Quase nenhum assunto divide tanto os amantes de gatos quanto a pergunta: cortar as garras, sim ou não? O que parece um simples cuidado com a pelagem pode ser doloroso, gerar estresse e, no extremo, mudar a vida do animal para sempre. O ponto decisivo é saber se estamos apenas aparando a ponta ou interferindo na função natural do gato.
Aparar as garras ou remover as garras: a diferença enorme
No dia a dia, muita gente fala de forma imprecisa sobre reduzir o tamanho das garras.

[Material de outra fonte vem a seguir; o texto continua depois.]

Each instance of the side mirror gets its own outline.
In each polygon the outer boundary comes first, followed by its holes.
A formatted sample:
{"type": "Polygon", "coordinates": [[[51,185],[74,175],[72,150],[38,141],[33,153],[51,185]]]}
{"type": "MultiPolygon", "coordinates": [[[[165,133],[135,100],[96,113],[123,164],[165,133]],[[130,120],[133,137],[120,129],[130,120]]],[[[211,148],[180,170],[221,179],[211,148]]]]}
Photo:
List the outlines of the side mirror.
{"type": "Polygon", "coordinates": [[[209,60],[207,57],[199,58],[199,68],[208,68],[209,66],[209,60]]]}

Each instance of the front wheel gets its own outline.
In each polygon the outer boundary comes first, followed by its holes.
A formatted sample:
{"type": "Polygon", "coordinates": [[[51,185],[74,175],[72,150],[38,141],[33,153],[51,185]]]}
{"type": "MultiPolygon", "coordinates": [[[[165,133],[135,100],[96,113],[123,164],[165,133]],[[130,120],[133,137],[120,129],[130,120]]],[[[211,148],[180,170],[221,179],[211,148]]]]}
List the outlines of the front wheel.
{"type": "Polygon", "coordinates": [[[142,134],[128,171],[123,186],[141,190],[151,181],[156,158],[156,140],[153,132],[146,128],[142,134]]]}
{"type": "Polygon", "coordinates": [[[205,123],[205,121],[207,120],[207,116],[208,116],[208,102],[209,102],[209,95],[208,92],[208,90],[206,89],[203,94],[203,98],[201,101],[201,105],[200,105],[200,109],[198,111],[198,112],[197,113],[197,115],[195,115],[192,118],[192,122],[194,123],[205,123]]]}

Mas, tecnicamente, existem duas coisas totalmente diferentes:
- Aparar suavemente a ponta da garra – uma espécie de “manicure”, quando as garras ficam longas demais.
- Remoção cirúrgica das garras (oniquectomia) – um procedimento radical, no qual partes dos ossos dos dedos são retiradas.
A cirurgia para remover todas as garras é proibida em muitos países, entre eles Alemanha, Áustria e Suíça, por um motivo muito claro. A gata ou o gato não perde apenas as garras, mas praticamente uma parte essencial dos dedos.
Uma intervenção cirúrgica nos ossos dos dedos tira do gato a capacidade de andar, escalar e se defender normalmente.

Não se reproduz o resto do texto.